You can send attributes to be associated with a company. In addition to traditional event-based user tracking, you can track feature usage based on attributes.

Example

If you set hasSlackEnabled: true for specific companies, you can create an Attribute-based feature in Bucket to track which companies have Slack enabled.

You're also likely to call this method when a user signs in to ensure they are associated with a company.

POST https://front.bucket.co/company?publishableKey=pub_prod_Cqx4DGo1lk3Lcct5NHLjWy
{
  "companyId": 101112231415,
  "attributes": {
    "name": "Acme Corp",
    "domain": "acmeinc.com",
    "plan": "enterprise",
    "monthly_spend": 99,
    "createdAt": "2024-01-01T10:00:00Z"
  },
  "userId": 1234567890
}

POST /event

Events are used to track user interactions within your application. We recommend tracking a handful of key features and features being currently worked on.

To track an event, call this method when users interact with a feature.

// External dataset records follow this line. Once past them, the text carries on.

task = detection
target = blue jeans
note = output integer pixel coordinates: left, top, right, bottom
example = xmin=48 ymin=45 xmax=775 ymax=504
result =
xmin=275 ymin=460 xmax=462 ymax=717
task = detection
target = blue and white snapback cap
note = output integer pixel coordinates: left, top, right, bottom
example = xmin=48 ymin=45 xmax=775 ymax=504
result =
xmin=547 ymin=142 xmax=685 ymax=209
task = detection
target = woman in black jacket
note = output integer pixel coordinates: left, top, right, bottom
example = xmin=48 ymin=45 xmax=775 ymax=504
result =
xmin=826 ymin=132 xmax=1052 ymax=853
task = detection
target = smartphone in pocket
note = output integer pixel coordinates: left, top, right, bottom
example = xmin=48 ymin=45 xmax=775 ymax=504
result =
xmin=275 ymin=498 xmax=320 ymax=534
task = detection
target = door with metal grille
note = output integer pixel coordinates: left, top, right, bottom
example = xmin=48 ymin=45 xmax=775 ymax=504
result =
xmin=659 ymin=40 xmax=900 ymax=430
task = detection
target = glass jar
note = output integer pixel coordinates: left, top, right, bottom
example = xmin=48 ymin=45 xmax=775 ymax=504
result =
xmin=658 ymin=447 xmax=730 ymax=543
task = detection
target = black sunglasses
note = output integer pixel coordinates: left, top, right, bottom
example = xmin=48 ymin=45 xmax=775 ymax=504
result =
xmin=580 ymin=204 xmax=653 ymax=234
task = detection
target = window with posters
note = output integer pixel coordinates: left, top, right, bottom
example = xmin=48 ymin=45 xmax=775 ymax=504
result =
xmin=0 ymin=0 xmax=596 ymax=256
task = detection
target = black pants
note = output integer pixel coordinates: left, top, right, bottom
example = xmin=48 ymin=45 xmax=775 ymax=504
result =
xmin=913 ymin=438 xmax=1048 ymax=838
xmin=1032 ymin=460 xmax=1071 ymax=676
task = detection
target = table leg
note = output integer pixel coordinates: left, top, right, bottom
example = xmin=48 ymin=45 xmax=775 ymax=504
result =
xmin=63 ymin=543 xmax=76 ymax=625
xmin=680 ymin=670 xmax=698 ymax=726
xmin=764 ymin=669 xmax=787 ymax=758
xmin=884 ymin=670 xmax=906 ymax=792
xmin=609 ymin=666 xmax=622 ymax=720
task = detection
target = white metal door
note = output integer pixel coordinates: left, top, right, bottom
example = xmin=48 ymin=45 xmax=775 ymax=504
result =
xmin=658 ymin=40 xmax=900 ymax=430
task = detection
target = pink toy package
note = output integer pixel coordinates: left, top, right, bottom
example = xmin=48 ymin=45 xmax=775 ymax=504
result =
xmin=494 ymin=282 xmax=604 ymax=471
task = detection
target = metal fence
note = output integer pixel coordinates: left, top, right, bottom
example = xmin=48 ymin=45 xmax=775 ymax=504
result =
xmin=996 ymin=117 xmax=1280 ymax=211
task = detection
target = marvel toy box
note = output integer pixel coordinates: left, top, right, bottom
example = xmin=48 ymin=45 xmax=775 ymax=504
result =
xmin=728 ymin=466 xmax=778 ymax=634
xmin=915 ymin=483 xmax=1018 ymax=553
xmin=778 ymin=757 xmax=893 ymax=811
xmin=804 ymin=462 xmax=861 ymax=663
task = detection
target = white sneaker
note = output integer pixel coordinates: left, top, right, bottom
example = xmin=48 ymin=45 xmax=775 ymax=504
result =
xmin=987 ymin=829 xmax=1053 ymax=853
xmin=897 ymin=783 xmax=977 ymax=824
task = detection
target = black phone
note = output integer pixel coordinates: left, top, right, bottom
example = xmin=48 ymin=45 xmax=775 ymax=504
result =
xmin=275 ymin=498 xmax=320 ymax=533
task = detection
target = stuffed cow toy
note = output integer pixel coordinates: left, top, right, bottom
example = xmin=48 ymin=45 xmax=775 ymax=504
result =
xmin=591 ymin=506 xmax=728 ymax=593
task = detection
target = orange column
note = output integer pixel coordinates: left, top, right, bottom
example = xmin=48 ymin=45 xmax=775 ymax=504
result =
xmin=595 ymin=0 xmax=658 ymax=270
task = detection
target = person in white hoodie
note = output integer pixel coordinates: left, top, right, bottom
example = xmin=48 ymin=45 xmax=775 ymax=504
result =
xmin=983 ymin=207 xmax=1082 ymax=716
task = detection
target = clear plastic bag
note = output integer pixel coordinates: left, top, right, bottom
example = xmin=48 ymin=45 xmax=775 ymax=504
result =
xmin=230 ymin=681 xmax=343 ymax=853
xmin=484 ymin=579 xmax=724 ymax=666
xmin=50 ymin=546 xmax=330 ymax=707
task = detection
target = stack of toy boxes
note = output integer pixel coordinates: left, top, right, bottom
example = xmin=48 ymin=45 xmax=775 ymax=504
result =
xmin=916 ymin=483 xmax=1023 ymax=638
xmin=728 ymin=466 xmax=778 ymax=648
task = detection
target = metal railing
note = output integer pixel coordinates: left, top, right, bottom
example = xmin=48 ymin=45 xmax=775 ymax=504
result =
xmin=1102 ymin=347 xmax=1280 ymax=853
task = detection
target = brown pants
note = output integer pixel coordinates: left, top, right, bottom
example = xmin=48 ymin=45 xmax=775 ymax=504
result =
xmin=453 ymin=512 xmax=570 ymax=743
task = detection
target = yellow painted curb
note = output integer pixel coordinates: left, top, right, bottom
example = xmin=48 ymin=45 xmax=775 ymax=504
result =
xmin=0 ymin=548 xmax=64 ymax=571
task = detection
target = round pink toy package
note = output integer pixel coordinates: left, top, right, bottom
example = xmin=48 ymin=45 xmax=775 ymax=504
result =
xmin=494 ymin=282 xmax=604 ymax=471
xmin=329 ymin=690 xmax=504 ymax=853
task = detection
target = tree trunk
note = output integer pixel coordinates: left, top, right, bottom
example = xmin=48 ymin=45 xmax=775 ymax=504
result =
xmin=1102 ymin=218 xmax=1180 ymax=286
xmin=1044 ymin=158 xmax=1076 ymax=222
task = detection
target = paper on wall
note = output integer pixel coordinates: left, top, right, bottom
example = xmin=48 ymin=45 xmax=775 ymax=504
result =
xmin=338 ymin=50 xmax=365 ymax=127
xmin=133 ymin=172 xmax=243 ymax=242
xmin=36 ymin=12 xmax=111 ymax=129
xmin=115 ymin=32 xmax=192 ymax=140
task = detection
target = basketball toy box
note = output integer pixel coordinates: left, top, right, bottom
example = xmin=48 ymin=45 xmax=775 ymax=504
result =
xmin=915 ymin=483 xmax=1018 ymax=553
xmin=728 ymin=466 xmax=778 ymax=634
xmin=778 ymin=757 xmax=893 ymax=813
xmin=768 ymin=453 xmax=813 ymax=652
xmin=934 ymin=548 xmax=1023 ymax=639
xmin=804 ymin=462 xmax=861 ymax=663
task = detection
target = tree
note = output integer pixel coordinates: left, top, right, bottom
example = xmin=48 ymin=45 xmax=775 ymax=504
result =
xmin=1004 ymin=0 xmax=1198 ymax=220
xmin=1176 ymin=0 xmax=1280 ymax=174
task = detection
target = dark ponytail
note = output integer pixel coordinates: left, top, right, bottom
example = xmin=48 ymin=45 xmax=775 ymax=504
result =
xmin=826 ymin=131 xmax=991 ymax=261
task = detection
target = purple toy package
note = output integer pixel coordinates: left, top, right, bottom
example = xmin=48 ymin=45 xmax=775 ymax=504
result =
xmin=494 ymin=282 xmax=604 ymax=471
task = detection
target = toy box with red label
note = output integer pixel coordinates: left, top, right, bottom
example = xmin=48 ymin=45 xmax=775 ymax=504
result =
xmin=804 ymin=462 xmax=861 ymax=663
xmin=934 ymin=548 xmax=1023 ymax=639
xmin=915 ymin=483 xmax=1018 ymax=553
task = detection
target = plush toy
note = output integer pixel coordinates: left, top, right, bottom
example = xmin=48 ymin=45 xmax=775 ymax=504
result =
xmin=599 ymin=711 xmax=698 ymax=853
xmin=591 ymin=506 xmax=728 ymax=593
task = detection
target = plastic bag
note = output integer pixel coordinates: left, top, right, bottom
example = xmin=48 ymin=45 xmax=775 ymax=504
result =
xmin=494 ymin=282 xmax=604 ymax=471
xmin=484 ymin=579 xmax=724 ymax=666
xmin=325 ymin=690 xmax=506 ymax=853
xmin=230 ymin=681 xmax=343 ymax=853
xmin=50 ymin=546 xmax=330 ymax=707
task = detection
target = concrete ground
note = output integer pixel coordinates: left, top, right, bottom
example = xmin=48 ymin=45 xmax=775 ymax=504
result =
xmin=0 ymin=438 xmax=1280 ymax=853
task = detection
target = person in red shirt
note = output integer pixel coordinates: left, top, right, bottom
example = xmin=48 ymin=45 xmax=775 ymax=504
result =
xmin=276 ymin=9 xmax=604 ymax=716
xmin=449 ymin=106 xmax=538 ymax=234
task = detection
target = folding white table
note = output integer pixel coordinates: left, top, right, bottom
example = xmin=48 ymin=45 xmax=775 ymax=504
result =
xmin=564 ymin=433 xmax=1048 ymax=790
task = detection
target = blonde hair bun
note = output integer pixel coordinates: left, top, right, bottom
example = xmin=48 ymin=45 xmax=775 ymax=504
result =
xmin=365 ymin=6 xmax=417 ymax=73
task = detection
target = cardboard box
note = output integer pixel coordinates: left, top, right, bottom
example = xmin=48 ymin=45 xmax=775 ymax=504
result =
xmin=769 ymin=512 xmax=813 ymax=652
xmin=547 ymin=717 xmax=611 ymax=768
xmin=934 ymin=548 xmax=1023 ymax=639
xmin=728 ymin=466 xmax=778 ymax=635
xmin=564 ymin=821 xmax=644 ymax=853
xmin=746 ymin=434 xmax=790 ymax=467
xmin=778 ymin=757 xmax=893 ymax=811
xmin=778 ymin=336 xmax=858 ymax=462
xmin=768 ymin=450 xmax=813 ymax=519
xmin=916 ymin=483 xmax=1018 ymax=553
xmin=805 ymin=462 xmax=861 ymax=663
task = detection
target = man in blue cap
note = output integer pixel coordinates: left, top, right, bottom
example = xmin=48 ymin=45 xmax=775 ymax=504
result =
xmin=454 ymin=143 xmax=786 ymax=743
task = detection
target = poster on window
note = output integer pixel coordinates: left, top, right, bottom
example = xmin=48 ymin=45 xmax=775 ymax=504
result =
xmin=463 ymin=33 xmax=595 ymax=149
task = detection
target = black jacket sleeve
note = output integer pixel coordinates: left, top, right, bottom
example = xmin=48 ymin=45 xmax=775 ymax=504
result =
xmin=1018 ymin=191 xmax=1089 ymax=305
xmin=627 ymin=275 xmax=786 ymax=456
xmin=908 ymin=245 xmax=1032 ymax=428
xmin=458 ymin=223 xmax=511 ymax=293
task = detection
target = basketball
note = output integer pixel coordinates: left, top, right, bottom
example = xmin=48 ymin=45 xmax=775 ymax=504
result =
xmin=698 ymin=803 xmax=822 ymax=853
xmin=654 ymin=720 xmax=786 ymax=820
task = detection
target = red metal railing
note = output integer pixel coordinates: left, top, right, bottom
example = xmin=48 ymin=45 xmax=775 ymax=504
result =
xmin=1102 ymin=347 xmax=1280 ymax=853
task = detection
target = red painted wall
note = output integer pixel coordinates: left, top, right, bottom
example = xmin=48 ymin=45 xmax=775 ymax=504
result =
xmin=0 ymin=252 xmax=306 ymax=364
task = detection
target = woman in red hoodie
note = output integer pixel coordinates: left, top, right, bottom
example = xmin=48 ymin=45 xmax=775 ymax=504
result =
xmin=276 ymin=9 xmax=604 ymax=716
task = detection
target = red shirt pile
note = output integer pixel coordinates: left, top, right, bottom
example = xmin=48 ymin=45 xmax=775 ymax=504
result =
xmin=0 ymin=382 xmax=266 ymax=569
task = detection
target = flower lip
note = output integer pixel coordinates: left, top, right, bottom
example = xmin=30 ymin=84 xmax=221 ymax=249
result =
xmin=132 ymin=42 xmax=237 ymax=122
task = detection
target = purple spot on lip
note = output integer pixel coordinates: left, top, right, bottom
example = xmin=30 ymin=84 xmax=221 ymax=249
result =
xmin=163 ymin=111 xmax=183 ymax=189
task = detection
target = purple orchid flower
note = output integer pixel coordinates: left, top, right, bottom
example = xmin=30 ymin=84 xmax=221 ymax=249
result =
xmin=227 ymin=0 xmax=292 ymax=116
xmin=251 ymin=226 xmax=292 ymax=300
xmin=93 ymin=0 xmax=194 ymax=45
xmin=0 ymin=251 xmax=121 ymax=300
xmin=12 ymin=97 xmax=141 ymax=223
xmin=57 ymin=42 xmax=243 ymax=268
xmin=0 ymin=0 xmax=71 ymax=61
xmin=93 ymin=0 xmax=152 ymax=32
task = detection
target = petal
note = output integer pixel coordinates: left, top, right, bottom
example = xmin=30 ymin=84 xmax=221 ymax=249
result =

POST https://front.bucket.co/event?publishableKey=pub_prod_Cqx4DGo1lk3Lcct5NHLjWy
{
  "event": "Sent message",
  "userId": 1234567890,
  "attributes": {
    "position": "popover",
    "version": 3
  },

}

Feedback

You can submit qualitative feedback related to a specific feature to pair your quantitative metrics with qualitative insights.

You can collect a 1-5 satisfaction score, qualitative feedback, or both.

At least one of the optional fields, score or comment, must be submitted.

POST https://front.bucket.co/feedback?publishableKey=pub_prod_Cqx4DGo1lk3Lcct5NHLjWy
{
  "featureId": "my_feature_id",
  "userId": 1234567890,
  "companyId": 101112231415,
  "score": 4,
  "comment": "It's pretty nice, but I expect slightly more to be fully satisfied"
}

Note: You can find the featureId in under "Settings" for a given feature.

Responses

The API will return a 200 status code when calls are successful and a 400 if there are errors, including an invalid request body.

The response body will contain detailed information on the invalid request which can be used to debug. If you receive a 400 response code, there's no point in retrying without first debugging.

You may receive a 500 status code. If so, you can retry the request. If you send events to Bucket, this can technically result in duplicate entries but this is increasingly rare.